This book, as the title suggests, is about a kind of mediation. (Mediation can be thought of as facilitated conflict resolution, or facilitated decision making. It’s more informal than court and the parties decide the outcome, unlike having a judge or arbitrator decide for them.)
While mediation as a concept isn’t new, the professional development of mediation is pretty new – really around 50 years old. Most mediators are “facilitative” mediators, meaning that they try to facilitate a process in which they get at the root of the parties’ issues and help the parties negotiate a win-win solution. This model is supposed to be neutral and portable to many situations, but this model has detractors. First, they argue that this rational, solution-focused approach itself contains a certain kind of bias. Second, they argue that the formal informality of it favors a certain kind of disposition and social expectation. Third, they say that without getting at the emotion of the conflict, the problem-solving focus is surface-level at best. (I’ve painted facilitative mediation and criticism with broad strokes, but you get the idea.)
Narrative mediation, according to Winslade and Monk, gets around many of these criticisms by focusing not merely on rationally solving a problem, but by focusing instead of the reality-making narratives into which the parties in conflict are living and continuously building. It’s a kind of postmodern mediation model, in which it’s acknowledged that what matters more than objective reality is how the parties experience what’s happening.

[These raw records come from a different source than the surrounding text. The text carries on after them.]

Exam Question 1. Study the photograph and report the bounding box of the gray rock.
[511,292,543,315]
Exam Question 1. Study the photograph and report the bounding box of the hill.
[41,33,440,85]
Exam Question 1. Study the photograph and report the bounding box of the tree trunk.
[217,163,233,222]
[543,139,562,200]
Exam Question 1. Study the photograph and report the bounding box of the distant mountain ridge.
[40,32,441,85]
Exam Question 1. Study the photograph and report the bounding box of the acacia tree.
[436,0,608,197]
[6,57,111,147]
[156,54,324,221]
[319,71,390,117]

Cosmology, social expectations, and entitlements inform how parties in conflict view the situation, themselves, and others, and the narratives in which the build must be respectfully examined, deconstructed, and then the parties together can co-create a new narrative together which isn’t infected with the conflict. When the parties have built this new narrative together, this new reality, the idea is that many conflicts dissolve on their own. If they don’t, though, negotiations are much easier because the heart of the matter has been addressed already. The parties have a better narrative in which to operate and continuously build.
It’s a controversial approach, to be sure, because the idea of a neutral facilitator is either modified or discarded. That being said, the approach is more progressive and more directly addressed power imbalances. The book was written nearly 20 years ago, but it feels timely.
I would recommend this book to anyone interested in helping ease conflict and bring peace, regardless of whether they’re mediators. Some of the technical stuff may fly over your head, though, since it’s “inside baseball”.